Having used more than my fair share of space for this particular hot take already, I’ll just confine myself to two points. The first seems rather trivial. Thinkers like the Platonist Plutarch or the Aristotelian Alexander of Aphrodisias actually possessed an incredible advantage over Plato and Aristotle.
They encountered, and had to address, well-articulated thought of rival schools that had been developed, applied, and experimented with for centuries. Plato and Aristotle could not have engaged with the Epicureans, Cynics, Stoics, and Skeptics as rivals.
Later Aristotelians and Platonists could not avoid that agonistic engagement, and often their thought is the better for that. For anyone who thinks that philosophical perspectives and traditions develop through constructively engaging rivals (say, Alasdair MacIntyre), it would be irrational to expect that the “great founders” somehow articulated the most developed and robust versions of their philosophy.
That brings me to my second point. Matters that remain underdetermined and underdeveloped in the existing texts of Plato and Aristotle — and there are a lot of these such matters — often get better-developed, more thought-through treatment in works of later members of their traditions.
The Platonic tripartite conception of the soul provides an excellent example, as does Aristotle’s conception of “prohairesis” (usually translated as “choice”, “deliberate choice”, or “moral choice”).

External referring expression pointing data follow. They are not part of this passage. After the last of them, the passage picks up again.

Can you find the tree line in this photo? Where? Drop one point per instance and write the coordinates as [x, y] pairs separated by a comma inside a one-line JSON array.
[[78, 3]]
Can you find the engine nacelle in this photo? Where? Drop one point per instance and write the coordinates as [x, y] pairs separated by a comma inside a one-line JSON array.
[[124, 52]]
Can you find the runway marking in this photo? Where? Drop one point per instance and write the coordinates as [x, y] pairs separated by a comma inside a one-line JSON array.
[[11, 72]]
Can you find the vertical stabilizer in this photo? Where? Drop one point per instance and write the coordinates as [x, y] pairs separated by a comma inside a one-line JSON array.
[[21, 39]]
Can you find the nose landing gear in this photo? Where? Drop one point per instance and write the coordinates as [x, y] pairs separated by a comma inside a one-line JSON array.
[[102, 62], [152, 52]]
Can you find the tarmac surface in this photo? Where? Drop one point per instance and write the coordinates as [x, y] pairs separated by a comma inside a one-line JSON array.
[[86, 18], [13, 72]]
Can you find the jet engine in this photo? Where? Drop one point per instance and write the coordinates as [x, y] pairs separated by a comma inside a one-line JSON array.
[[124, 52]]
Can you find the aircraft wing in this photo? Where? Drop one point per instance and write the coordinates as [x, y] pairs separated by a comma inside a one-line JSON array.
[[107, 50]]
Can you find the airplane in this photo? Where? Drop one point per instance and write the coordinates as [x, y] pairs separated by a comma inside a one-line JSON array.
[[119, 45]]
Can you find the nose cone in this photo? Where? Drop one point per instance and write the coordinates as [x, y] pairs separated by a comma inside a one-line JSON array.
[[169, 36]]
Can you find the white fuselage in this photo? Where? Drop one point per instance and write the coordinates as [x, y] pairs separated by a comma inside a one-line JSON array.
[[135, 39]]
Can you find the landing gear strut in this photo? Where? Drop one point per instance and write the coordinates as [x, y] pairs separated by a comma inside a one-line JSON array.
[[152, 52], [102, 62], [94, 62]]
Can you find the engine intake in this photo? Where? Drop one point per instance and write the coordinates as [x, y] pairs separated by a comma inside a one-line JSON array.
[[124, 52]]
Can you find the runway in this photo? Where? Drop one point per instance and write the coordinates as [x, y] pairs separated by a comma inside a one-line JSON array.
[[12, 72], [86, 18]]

Problems, confusions, implausibilities arising when one puzzles through Plato and Aristotle’s texts on their own are examined, illuminated, and occasionally even resolved in the works of their later, faithfully innovative interpreters.
What keeps the “standard view” as precisely that — the long-standing status quo in philosophy — is a confluence of several factors, which I’ll explore sometime later in another “hot take”. Suffice it to say here, by way of conclusion, that one factor is a vicious circle familiar to historians of philosophy.
Few members of our profession read much ancient philosophy beyond Plato and Aristotle. When they do, they often add Epicurus, a Stoic or two, and Sextus Empiricus, maybe Plotinus. Eclectic authors and later Platonists and Aristotelians typically get ignored. You can’t teach, think about, research, and write about what you don’t even suspect exists. So those who teach, those who talk, those who write. . . they replicate that very condition of ignorance.
Is there a point at which these developments cease to be original or useful? With the dark ages, perhaps? If we hop forward to the NeoStoics of the Renaissance, for instance, is Justus Lipsius adding anything worthwhile to Stoicism, or just awkwardly cramming it into a Christian framework?
Hear, hear! We should take the 'later' (from our perspective) pagan thinkers as seriously as, say, Justin Martyr and Clement of Alexandria are taken in Christian thought - as original contributors, as well as creative synthesisers of previous work.